March 31, 2015 and Ty took a horrible step backward with the sensory overload from the roofers next door. All our progress in the last week seemed to be lost forever and I was at a loss how to help my new buddy.
April 1. And who is the fool? Ty’s tail, which had slightly, ever so slightly, started to peek out from beneath him, now firmly returned to hiding. Entering the fenced area of the yard brought on heavy panting, ears laced back, mouth wide and eyes wide. And no voiding of his personal needs. So I surrendered the desire for him to use the fenced area as his bathroom and instead took him to the far end of the open yard. Walking in circles at the property line, he eventually found a suitable spot and felt comfortable to do his business. But it has been a rough day. I wanted to shake my fists at those roofers but I knew they were just doing a job and were oblivious to the fright they caused my dog and the keen disappointment I carried.
April 2. Ty and I have been together eleven days. What little emerging confidence he had finally experienced was now gone. I had been brave enough to start dropping the leash when he was in the fenced yard, giving him some freedom and choices. Well, that is done with for now. Instead, he stays on the leash, held in my hand, at all times. Trips outside are quick and to the point. He leads me to the far end of the property, tail tucked, circles several times, does his business and leads me back to the porch. One inside, he makes that mad scramble for the cave of comfort he has made for himself. It’s heartbreaking to see his fear. To feel his anxiety. I left the music playing when I must be gone. I only want to give him a huge hug and let him know everything will be okay, but he still holds himself tight and reserved. I don’t think he’d snap or bite, but I don’t think he would welcome the touch either. How sad.

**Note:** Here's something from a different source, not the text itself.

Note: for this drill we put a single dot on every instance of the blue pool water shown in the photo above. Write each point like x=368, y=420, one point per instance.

April 4. Because of the Easter holiday, we have had no roofers for two days. And I can see a slight improvement. We still won’t enter the fenced section or wander beyond the cave of comfort. But I did attempt to introduce a little leash training, mostly heel so he won’t pull as much. And I did get some brushing done while lingering on the porch instead of madly dashing back inside. He tolerated both with his stoic silence.
Later, we drove over to my friend’s house so he could meet them. Their little dogs were left in the bedroom, barking madly. He handled meeting the humans well, tolerating their petting and liking their snacks. I left him to walk around the house and while he never attempted to follow me, he did watch where I was at. I consider that a milestone. And he actually appeared happy to be riding in the Jeep. First sign of happiness. Even getting home, he wasn’t in such a hurry to rush back inside. So I am optimistic enough to think we are past the worse.
Until the roofers return after the Easter break.
April 8, 2015 and the roofers have returned. Ty is not happy about it, but he isn’t freaked out either. I heard them arrive as dawn was breaking and rushed to get Ty outside for a potty break before they started their loud equipment.
By now, in the last few days, he has learned his name, turning to me when I call it. He likes to lounge next to me in the swing–the one in the fenced yard we only just returned to. He can walk around without panting and pacing. Though he still prefers the non-fenced area of the yard.
He walks pretty good on a fairly loose lead now, but tends to crowd me to the right side. And he still rushes ahead, especially when approaching steps, gates, etc.. For correction I have found a soft clucking sound works best. He doesn’t need anything else. He gets it with just that soft noise. He won’t look at me, but he stops what he’s doing.
He can totally ignore loud motorcycles, loud engines, barking dogs and airplanes. Nail guns and compressors from next door are clearly hated though. He is starting to leave food behind in his dish, as if he has figured out there is more coming. He is eating slower too since he realized there is no competition for the dish. No accidents in the house lately, but he still doesn’t always void when outside. I feel he is still trying to figure that one out. Is it really safe to poo? I wish I could tell him it is.
He likes all forms of treats, but cannot be lured into exploring the house yet. We are not bonded yet. Inside, he stays by choice in his cave of comfort. Outside, he prefers to stay near me, within sight of me. No interaction with the curious cats either. No interest in his toys.
He almost seems a paradox. He’s aloof, quiet, and confident, yet he has very little confidence. He keeps his tail tucked low. No barking. No whining. Slow to process new things. Is very shy. Outside, he is scared of the plants flanking the steps and bolts past them if I am not prepared. Despite all this, I see a quirky sense of humor lurking under his stoic personality. I think he wants to let go and be a dog. I wish I could help him get there. the trip to see my friends was the most rewarding so far.